PHP / MySQL不会INSERT和回应它应该吗？

Question

What the following script does (or should do):

• Connects to DB
• Includes a function for creating a 5 digit code
• User enters their email address
• Checks if it's a valid email
• Inserts the email into the 'email' column
• Checks if email already exists, if so, let the user know and break script
• Runs the function for creating a 5 digit code
• Checks the 'unique_code' column if it already exists, if so, loop from 5 digit code creation function
• If all is valid, hide the form and display the (ajax from a separate JS) thank you div
• Display the unique code to the user

Everything runs, however the unique_code is not inserted into the DB and is not displayed when it does "Thank you! ".

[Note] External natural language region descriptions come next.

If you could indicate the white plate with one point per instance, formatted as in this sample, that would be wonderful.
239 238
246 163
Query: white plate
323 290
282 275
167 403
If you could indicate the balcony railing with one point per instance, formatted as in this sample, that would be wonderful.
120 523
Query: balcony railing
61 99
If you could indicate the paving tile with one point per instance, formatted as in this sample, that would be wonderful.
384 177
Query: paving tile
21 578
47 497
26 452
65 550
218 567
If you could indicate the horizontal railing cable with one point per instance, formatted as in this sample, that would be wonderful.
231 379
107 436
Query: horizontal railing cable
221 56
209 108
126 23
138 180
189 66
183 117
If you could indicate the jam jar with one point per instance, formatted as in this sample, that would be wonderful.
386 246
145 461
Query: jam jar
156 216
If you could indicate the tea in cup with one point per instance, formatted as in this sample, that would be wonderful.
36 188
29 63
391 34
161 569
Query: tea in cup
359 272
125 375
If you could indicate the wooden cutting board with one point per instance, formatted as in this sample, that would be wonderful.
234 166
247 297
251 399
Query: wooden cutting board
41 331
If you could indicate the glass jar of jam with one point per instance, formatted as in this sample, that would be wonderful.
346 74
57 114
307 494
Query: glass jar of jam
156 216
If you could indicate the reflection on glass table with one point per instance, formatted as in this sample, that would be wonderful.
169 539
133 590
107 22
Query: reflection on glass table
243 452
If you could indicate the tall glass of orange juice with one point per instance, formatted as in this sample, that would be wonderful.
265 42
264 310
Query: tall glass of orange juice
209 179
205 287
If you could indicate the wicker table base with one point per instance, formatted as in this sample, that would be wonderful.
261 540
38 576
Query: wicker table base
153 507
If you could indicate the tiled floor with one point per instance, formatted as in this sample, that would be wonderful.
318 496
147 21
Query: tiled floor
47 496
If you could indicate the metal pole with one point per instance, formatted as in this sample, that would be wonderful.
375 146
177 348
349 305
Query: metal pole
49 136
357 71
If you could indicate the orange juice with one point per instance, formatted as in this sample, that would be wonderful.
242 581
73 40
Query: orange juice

What am I doing wrong and what needs to be modified?

Thank you!

Code

    <?php

    require "includes/connect.php";

    function generateCode($length = 5) {

    $characters = 'bcdfghjkmnpqrstvwxyz';

    $string = '';
    for ($i = 0; $i < $length; $i++) {
        $string .= $characters[rand(0, strlen($characters) - 1)];
    }

    return $string;

}


$msg = '';

if($_POST['email']){

    // Requested with AJAX:
    $ajax = ($_SERVER['HTTP_X_REQUESTED_WITH']  == 'XMLHttpRequest');

    try{
        //validate email
        if(!filter_input(INPUT_POST,'email',FILTER_VALIDATE_EMAIL)){
            throw new Exception('Invalid Email!');
        }

        //insert email
        $mysqli->query("INSERT INTO coming_soon_emails
                        SET email='".$mysqli->real_escape_string($_POST['email'])."'");

        //if already exists in email column
        if($mysqli->affected_rows != 1){
            throw new Exception('You are already on the notification list.');
        }

        if($ajax){
            die('{"status":1}');
        }

        //start creating unique 5 digit code
        $unique_code = "";
        $inserted = false;

        // Keep looping until we've inserted a record
        while(!$inserted) {

        // Generate a code
        $unique_code = generateCode();

        // Check if it exists
        if ($result = $mysqli->query("SELECT unique_code FROM coming_soon_emails WHERE unique_code = '$unique_code'")) {

        // Check no record exists
        if ($result->num_rows == 0) {

            // Create new record
            $mysqli->query("INSERT INTO coming_soon_emails (email,unique_code) VALUES ('" . $mysqli->real_escape_string($_POST['email']) . "','$unique_code')");

            // Set inserted to true to ext loop
            $inserted = true;

            // Close the result object
            $result->close();

        }
        } else {

        // Quit if we can't check the database
        die('Something went wrong with select');
    }   
}

    }

    catch (Exception $e){

        if($ajax){
            die(json_encode(array('error'=>$e->getMessage())));
        }

        $msg = $e->getMessage();        
    }
}
?>


<!DOCTYPE html>
<html>
<head>
<meta http-equiv="Content-Type" content="text/html; charset=utf-8" />
<title>example</title>

<link rel="stylesheet" type="text/css" href="css/styles.css" />

</head>

<body>

<div id="container">

    <form id="form" method="post" action="">
        <input type="text" id="email" name="email" value="<?php echo $msg?>" />
        <input type="submit" value="Submit" id="submitButton" />
    </form>

    <div id="thankyou">
    Thank you! <?php echo $unique_code;?></p>
    </div>


</div>
<script src="http://ajax.googleapis.com/ajax/libs/jquery/1.4.3/jquery.min.js"></script>
<script src="js/script.js"></script>
</body>
</html>

Answer 1

您似乎在类定义之外使用private关键字，这是不允许的。

Answer 2

Do you have a primary key on 'email' in the coming_soon_emails table? Since you've already inserted one entry for the given email address, that would keep you from inserting a second entry with the unique value.

Why not do an UPDATE instead of an INSERT once you have determined the unique key?